USAGov en Español was launched on October 16, 2003, to support Executive Order 13166, signed by President Bill Clinton in 2000, which requires federal agencies to provide information and services for people with limited English proficiency (LEP).

The portal ispart of an integrated outreach effort created to address the government information needs of the estimated 41 million U.S. residents who speak Spanish at home, or about 12% of the population, according to the U.S. Census Bureau.

The portal was initially called FirstGov En Español but was renamed GobiernoUSA.gov in 2007 to reflect that it is the federal government's website in Spanish. It was redesigned in the summer of 2010. On February 23, 2011, the portal rolled out a mobile version of the site. It was renamed to USAGov en Español in the fall of 2017.

Originally a directory of federal websites, the website now includes state and local government directories. It also offers online services and original content about government programs and services in Spanish.
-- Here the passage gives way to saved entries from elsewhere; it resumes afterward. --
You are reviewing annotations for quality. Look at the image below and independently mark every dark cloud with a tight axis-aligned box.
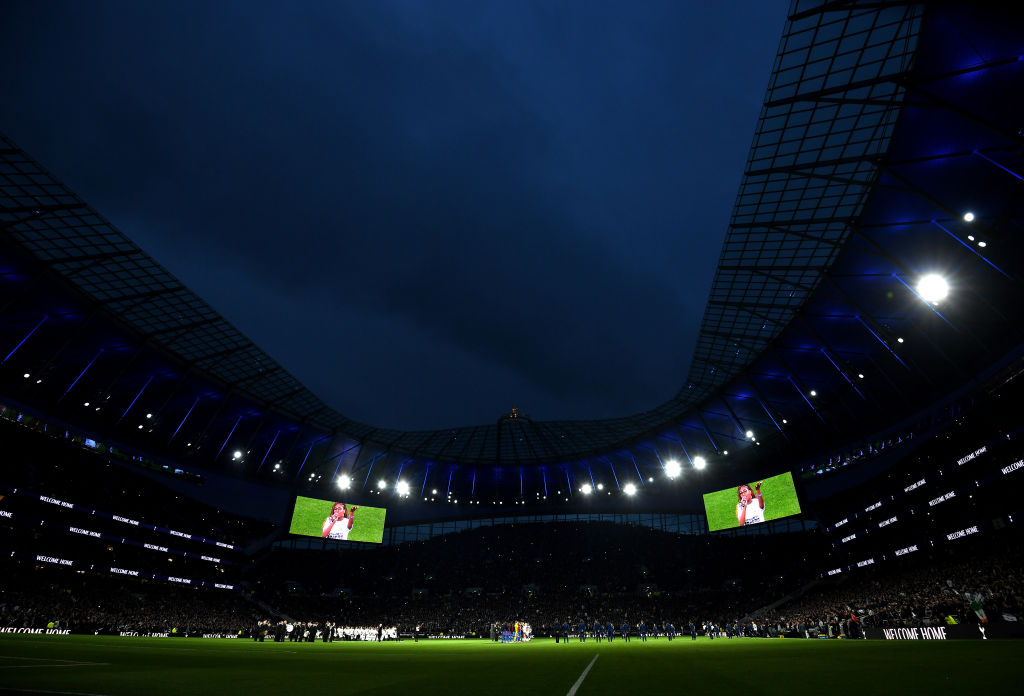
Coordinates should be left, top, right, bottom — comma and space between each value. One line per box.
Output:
0, 0, 787, 429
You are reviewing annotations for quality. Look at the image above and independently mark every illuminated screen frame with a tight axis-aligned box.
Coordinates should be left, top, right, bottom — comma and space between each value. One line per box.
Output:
288, 495, 387, 544
702, 471, 801, 532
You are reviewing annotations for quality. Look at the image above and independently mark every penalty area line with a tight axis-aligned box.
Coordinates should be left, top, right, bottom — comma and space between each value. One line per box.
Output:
565, 653, 599, 696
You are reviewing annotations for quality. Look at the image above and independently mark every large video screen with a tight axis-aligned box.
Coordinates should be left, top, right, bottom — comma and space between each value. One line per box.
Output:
702, 471, 801, 532
288, 496, 387, 543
In 2008, USAGov en Español launched a social media outreach campaign where users can receive updates and interact with the government through Facebook, Twitter and YouTube.

==Features==

USAGov en Español offers a directory of federal, state and local resources in Spanish organized by topics in which users can find information. Additionally, the following features allow users to find information and services, and changes and new information.
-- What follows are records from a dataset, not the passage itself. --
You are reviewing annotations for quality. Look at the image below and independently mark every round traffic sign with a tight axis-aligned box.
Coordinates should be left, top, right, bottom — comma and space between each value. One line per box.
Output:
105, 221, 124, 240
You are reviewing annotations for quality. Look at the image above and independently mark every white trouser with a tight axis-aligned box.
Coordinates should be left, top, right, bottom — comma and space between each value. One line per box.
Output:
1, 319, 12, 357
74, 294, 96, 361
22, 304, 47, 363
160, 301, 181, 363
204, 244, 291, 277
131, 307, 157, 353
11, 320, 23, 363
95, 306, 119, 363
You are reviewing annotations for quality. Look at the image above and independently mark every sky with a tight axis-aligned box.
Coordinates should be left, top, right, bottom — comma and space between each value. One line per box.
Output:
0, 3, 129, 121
- Original content: Users can read articles highlighting government programs and services. These articles feature interviews, video, and audio (with transcripts) with government officials on important topics such as immigration, education, health, and many others.
- Online services: Visitors can download and submit forms, perform searches, and find a large number of Spanish-language government services at the federal, state and local levels.
- Search engine: A search engine provides users official government search results in Spanish from federal, state and local government pages. The search capability is available from any page.
- Subscription services: Users can sign-up to receive free e-mail alerts and RSS feeds whenever information on the site is updated.
- Bi-directional toggle: Users can view the corresponding English page on USA.gov where applicable.
- Accessibility: USAGov en Español is accessible to all users.

==Outreach==

To reach Hispanic audiences online, USAGov en Español has an outreach program. This includes:

- Social networking services: Users can engage with USAGov en Español on Twitter and Facebook and watch official government videos in YouTube.
- Partnerships in the Hispanic community: USAGov en Español disseminates information through some Spanish-language websites, including Univision, MSN Latino, AOL Latino, Terra, and others.
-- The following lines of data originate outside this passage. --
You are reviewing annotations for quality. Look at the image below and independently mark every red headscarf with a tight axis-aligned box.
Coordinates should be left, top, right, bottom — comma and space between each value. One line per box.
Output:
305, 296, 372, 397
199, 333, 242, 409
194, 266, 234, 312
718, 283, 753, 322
==Federal web requirements, guidelines, and multilingual committee==

The portal attempts to preserve government information as outlined in the E-Government Act of 2002. It also follows policies set forth by the U.S. Office of Management and Budget Policy for Federal Public Websites.

USAGov en Español leads the Multilingual Community of Practice Websites Committee, a group of federal, state, and local web managers working to expand and improve digital content in languages other than English.